This entry was posted in Conspiracy and Democracy Project on 26 January 2015 by

This belongs in the “I’m-not-a-conspiracy-theorist-but..” department.  I’ve been reading an interesting blog post by
Simon Wren-Lewis, the Oxford economist, who is as puzzled by the apparent illogicality of the Coalition’s current economic policies as I am.  He writes:

I have searched hard to find a macroeconomic rationale for Osborne’s policy stance. A belief that QE is as effective as conventional monetary policy (there is no liquidity trap) comes close, but as I explained here it does not really fit with what Osborne has said (or not said). Osborne is certainly no market monetarist, as he has shown no interest in nominal GDP targeting. So there does not appear to be a coherent case for Osborne’s fiscal proposals that a macroeconomist could take seriously.

Second, the idea that the real motive is a small state is not the preserve of some small group of left wing conspiracy theorists. Here I quote Jeremy Warner, economics editor of the Telegraph (for non-UK readers, a newspaper firmly to the right): “In the end, you are either a big-state person, or a small-state person, and what big-state people hate about austerity is that its primary purpose is to shrink the size of government spending.” He also wrote: “The bottom line is that you can only really make serious inroads into the size of the state during an economic crisis.

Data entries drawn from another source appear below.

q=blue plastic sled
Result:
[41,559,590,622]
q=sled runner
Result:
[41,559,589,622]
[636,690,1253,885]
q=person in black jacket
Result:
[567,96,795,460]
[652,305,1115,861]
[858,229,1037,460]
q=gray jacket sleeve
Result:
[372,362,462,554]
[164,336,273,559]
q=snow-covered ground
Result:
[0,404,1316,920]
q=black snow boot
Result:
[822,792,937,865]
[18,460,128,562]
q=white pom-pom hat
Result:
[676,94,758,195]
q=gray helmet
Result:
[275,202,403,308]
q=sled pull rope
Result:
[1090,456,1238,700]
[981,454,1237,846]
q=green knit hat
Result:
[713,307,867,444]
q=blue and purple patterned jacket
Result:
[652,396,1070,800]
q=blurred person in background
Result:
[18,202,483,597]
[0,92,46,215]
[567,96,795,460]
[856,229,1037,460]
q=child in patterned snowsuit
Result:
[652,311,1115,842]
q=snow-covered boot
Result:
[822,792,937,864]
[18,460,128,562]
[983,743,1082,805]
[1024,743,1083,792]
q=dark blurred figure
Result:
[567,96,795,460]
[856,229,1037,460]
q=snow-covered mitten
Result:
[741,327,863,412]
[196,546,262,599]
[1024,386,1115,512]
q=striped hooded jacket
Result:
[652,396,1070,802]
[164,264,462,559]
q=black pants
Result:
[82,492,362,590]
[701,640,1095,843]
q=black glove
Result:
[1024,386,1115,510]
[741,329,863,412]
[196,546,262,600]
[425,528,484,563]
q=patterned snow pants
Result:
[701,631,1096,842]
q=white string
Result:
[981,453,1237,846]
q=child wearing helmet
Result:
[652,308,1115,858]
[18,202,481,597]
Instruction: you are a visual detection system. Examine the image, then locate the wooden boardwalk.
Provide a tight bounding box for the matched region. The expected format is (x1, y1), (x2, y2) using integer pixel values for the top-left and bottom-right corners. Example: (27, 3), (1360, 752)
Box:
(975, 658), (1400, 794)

This may be pro-cyclical, but there is never any appetite for it in the good times; it can only be done in the bad.” I also think many of my non-UK readers will wonder why I am having to justify what is obvious in their countries.

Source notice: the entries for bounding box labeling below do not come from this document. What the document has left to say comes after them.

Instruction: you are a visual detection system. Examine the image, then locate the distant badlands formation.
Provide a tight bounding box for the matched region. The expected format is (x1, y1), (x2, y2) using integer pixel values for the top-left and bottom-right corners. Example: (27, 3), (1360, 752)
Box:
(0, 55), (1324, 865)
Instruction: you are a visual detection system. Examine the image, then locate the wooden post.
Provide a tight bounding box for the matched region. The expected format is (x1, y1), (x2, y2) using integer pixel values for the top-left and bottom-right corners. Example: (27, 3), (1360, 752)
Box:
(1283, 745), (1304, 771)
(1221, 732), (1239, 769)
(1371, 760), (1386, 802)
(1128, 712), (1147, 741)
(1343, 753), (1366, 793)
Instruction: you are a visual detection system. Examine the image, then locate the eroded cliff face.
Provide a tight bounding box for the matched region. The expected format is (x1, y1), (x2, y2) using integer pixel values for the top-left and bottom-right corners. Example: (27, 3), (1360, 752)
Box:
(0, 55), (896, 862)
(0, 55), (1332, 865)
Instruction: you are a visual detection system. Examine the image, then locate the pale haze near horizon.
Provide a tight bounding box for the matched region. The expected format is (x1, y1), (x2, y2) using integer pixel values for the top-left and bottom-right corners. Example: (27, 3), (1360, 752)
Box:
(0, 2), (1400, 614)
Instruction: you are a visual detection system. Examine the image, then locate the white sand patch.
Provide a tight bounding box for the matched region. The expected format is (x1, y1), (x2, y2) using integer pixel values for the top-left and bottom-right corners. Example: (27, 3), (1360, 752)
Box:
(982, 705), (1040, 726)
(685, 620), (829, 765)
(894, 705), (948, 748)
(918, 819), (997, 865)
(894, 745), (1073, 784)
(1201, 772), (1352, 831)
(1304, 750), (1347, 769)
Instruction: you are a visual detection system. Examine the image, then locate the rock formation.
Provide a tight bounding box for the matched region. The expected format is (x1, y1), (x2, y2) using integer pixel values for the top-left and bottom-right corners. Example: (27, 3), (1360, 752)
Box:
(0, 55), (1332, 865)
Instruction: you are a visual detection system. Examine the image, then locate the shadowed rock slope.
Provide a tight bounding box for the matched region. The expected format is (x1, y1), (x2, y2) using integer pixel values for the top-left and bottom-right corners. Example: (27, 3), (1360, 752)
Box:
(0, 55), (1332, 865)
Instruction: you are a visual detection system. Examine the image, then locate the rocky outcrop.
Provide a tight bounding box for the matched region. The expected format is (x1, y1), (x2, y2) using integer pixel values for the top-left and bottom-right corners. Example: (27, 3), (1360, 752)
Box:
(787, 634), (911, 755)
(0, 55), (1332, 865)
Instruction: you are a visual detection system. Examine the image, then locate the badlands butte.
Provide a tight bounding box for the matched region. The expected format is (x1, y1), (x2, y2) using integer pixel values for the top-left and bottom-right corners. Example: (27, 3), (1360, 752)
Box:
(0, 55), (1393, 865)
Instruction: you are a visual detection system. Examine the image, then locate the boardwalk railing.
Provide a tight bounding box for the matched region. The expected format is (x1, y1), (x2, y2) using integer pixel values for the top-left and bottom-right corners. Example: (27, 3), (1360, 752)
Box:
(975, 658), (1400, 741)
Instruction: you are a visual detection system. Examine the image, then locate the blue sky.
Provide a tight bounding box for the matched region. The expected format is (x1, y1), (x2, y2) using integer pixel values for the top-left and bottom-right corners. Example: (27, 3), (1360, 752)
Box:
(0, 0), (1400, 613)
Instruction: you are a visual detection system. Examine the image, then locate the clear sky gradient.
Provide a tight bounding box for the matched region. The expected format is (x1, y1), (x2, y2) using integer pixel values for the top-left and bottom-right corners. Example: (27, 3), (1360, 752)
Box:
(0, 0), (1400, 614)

Third, it must have become clear to many people now that reducing the deficit cannot be the overriding priority when there have been so many tax giveaways (50p rate, Help to Buy which creates large contingent liabilities, Cameron’s conference commitments, stamp duty changes that are far from fiscally neutral, pensioner bonds). Putting these down to ‘politics’, but counting spending cuts as ‘economics’, will not wash. (See Brad DeLong for the equivalent in the US). You cannot pretend that deficit reduction is driving government policy, when that driver only operates on the spending side of the accounts.

Economists in the media are beginning to realise this. It is really important that political commentators do so as well, so that those without an economics background get a clearer idea of the nature of the choices they will have to make in 100 days time.

Of course, it’s also conceivable that Osborne & Co don’t really know what they’re doing. It’s been known to happen with British governments.